This article would've been a bit cooler if the conclusion wasn't "switch from default allocator to jemalloc" but instead "use jemalloc to prove something is wrong in the default allocator and track down + find a fix for what's wrong in the default allocator"

Unless I misunderstood that the default Rust allocator, with high request bodies and concurrency, is always going to suffer unfixable heap fragmentation like displayed in the article?

I agree that there could have been a more satisfying conclusion, but it is worth noting that jemalloc isn't a panacea. I've seen issues similar to Svix in both Rust and C++ applications that were heavy on ephemeral allocations, and have fixed it by doing all of the following, depending on the specific process:

  * Switching from libc malloc to jemalloc
  * Switching from libc malloc to tcmalloc (dating myself a little bit)
  * Switching from libc malloc to mimalloc
  * Switching from jemalloc to mimalloc
  * Switching from jemalloc to libc malloc
  * Switching from mimalloc to jemalloc

Possibly others; I only want to list cases I'm 100% certain of.

Heap fragmentation is just a reality of some allocation patterns without a GC runtime.

One certainly can (and, in some cases, should) make their application more allocator-friendly, but - aside from some often-low-hanging fruit - this is a time-intensive process involving a bit of, for lack of a better word, arcane knowledge (I should inline all my fields and allocate on the stack as much as possible, right? Yes, well, except ...)

If you already have a halfway decent benchmark suite or workload generator, which you'll want for other purposes anyway, it's often a lot quicker to just try a few other allocators and select the one that handles your workload best.

scottlamb

> * Switching from libc malloc to tcmalloc (dating myself a little bit)

If you think of tcmalloc as an old crusty allocator, you've probably only seen the gperftools version of it.

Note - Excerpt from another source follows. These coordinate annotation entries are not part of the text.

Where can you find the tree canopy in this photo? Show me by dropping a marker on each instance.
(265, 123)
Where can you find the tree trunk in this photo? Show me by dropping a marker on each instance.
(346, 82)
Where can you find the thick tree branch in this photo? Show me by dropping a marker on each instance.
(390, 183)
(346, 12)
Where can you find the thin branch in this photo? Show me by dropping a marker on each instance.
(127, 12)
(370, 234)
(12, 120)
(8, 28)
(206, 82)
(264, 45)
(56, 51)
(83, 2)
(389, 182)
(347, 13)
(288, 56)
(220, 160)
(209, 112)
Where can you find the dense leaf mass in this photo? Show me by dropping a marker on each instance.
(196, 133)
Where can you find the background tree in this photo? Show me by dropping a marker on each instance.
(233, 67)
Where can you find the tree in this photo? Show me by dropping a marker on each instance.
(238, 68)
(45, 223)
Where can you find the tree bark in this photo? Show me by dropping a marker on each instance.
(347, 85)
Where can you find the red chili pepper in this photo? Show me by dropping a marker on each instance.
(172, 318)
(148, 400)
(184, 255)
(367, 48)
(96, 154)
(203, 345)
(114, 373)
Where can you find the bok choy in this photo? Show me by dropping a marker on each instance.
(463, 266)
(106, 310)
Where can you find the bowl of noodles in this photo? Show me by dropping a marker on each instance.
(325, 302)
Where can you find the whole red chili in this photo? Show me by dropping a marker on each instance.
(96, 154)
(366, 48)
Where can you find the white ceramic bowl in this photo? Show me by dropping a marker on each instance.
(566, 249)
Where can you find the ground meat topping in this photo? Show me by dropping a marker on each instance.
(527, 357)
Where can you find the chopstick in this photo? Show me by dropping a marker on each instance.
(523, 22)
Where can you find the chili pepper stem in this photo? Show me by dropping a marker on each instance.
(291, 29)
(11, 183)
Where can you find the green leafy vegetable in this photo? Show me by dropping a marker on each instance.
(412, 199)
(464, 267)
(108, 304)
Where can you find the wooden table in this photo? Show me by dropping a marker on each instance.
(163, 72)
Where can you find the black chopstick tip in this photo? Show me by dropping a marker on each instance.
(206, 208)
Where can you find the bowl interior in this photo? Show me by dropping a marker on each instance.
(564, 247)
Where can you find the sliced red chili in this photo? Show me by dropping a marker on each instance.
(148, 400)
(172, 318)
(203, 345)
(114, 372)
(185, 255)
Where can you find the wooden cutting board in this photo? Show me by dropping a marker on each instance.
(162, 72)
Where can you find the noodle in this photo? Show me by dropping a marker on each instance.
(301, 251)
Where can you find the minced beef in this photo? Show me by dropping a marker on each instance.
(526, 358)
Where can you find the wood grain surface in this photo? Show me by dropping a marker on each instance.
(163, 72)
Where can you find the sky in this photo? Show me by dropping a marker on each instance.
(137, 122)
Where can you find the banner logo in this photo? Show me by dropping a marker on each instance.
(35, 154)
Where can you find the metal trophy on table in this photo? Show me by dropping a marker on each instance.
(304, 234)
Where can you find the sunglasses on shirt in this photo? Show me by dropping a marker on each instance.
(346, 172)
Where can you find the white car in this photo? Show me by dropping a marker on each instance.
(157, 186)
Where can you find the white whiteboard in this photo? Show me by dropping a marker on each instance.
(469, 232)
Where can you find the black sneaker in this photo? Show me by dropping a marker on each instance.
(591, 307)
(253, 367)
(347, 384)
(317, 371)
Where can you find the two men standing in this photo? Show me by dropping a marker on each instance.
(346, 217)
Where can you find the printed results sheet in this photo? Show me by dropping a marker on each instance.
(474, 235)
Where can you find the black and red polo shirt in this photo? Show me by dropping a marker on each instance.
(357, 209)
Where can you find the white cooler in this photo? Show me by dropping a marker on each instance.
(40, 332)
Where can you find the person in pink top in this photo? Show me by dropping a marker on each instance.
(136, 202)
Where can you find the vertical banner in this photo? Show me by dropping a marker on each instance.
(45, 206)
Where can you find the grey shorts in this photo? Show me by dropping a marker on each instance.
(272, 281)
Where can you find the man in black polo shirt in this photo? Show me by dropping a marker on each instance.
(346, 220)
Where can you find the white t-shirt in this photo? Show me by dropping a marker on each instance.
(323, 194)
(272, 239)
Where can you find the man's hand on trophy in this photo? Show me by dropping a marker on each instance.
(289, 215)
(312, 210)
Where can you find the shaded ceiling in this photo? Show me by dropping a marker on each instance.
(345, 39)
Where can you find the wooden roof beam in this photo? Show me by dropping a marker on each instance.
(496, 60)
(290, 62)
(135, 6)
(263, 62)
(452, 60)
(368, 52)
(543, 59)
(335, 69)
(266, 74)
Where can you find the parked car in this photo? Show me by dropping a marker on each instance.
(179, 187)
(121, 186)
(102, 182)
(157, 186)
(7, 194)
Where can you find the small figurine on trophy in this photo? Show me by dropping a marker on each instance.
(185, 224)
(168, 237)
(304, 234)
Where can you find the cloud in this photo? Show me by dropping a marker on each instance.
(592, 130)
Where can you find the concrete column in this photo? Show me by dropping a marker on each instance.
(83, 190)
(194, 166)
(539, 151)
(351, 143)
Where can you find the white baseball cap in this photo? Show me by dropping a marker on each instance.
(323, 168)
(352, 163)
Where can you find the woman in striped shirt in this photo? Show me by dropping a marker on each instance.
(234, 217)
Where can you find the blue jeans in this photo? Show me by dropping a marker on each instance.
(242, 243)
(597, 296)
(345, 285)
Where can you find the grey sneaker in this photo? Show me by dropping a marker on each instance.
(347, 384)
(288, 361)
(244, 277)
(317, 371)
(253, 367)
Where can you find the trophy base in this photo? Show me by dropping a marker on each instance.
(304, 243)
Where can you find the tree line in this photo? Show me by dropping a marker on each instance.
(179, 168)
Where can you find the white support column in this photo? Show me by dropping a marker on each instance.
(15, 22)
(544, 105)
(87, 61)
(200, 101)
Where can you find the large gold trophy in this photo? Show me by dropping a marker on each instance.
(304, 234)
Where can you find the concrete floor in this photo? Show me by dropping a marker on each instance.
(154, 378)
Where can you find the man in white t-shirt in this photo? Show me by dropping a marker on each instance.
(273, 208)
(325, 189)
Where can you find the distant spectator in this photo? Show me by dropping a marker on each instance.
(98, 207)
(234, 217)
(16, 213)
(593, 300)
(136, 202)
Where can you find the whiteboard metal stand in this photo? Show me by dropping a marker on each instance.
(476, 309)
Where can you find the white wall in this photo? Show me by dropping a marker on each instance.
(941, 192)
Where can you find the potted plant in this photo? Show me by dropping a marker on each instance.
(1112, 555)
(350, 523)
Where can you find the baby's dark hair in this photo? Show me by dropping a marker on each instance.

This is the version Google now uses internally: https://github.com/google/tcmalloc

It's worth a fresh look. In particular, it supports per-CPU caches as an alternative to per-thread caches. Those are fantastic if you have a lot more threads than CPUs. I haven't checked if it's been adapted for the latest upstream kernel API, but there's also the idea of "vcpu"-based caches: basically rather than a physical cpu id, it's an (optionally per-numa-node-based) dense id assigned to active threads, so that it still works well if you have a small cpu allocation for this process on a many-core machine.